Re: A native armv7 panic during kyua runs: sys/netinet6/exthdr:exthdr -> Fatal kernel mode data abort: 'Alignment Fault' on read

From: Mark Millard <marklmi_at_yahoo.com>
Date: Sat, 05 Aug 2023 21:04:41 UTC
On Aug 5, 2023, at 11:27, Michal Meloun <meloun.michal@gmail.com> wrote:

> Hi Mark,
> can you please try a this patch?
> https://github.com/strejda/tegra/commit/bd4390c5f6a8b66b2fc83966d4fadb945a19dc23

I'll take a stab at testing it.

But I'll note that description of the patch is somewhat odd:

QUOTE
Pack IP structures directly used for access packet data.
All structures used to access data in byte buffers shall be marked
as packed. Otherwise, this is undefined behavior - formally on
every platform.
END QUOTE

__packed (and whatever it might be a macro for) is not part of
any vintage of the C standard, not even as explicitly
implementation defined nor as explicitly undefined. (C23's
"attribute specifier sequence" notation use would give an
implementation defined status as an understand, but not via
explicit identification of the concept of packed in the standard.)
As far as the language is concerned, there is no guarantee that
a code generator will ensure to break things up into aligned
accesses with assembly of the overall value if the members are
not aligned in the first place, __packed or not. Nor does the
language guarantee pack of padding in the layout for __packed.

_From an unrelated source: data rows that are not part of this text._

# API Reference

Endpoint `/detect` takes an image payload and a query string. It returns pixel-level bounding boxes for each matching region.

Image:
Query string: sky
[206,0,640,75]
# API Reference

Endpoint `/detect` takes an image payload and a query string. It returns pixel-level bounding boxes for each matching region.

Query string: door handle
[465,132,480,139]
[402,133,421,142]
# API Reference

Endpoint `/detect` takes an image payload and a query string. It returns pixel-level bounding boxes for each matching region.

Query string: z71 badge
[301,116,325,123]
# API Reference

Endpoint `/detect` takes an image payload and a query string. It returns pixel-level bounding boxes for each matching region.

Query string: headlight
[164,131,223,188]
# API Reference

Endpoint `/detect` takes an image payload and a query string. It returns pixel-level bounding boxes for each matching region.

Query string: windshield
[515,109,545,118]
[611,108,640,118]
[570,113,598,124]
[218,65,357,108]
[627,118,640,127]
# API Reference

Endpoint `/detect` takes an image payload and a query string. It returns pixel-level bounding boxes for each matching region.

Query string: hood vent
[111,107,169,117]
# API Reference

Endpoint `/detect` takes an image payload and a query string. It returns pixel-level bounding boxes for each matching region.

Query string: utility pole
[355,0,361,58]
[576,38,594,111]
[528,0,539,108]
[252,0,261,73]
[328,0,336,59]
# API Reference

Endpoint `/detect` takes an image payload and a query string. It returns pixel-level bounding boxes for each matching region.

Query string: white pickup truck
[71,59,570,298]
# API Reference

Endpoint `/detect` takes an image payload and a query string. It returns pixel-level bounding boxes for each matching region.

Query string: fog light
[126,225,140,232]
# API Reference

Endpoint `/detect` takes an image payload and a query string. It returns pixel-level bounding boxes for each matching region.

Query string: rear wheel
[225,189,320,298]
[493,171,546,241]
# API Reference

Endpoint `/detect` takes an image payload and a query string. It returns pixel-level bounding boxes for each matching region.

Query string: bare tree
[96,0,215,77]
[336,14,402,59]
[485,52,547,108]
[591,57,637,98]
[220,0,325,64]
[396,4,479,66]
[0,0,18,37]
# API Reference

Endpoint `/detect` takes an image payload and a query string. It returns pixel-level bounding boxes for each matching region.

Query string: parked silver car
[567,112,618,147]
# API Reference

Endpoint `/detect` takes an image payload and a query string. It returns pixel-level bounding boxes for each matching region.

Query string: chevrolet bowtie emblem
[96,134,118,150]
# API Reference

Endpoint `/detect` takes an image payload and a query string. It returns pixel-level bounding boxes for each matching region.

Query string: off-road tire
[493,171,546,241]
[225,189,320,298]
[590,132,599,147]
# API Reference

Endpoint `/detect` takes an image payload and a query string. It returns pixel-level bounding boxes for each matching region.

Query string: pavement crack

Past that, it is toolchain specific if __packed would avoid
unaligned accesses for simple member access notation bytes
yet also avoid having pad bytes. We will see for this context.
(My history suggests a lack of overall uniformity in the
interpretations given to declaring struct's as packed --or
analogous wording for other languages that are not explicit
about it.)

> I'm sorry, but I don't have the time or energy to fully test it... I only hope the actual patch is much easier than the one listed in PR271759.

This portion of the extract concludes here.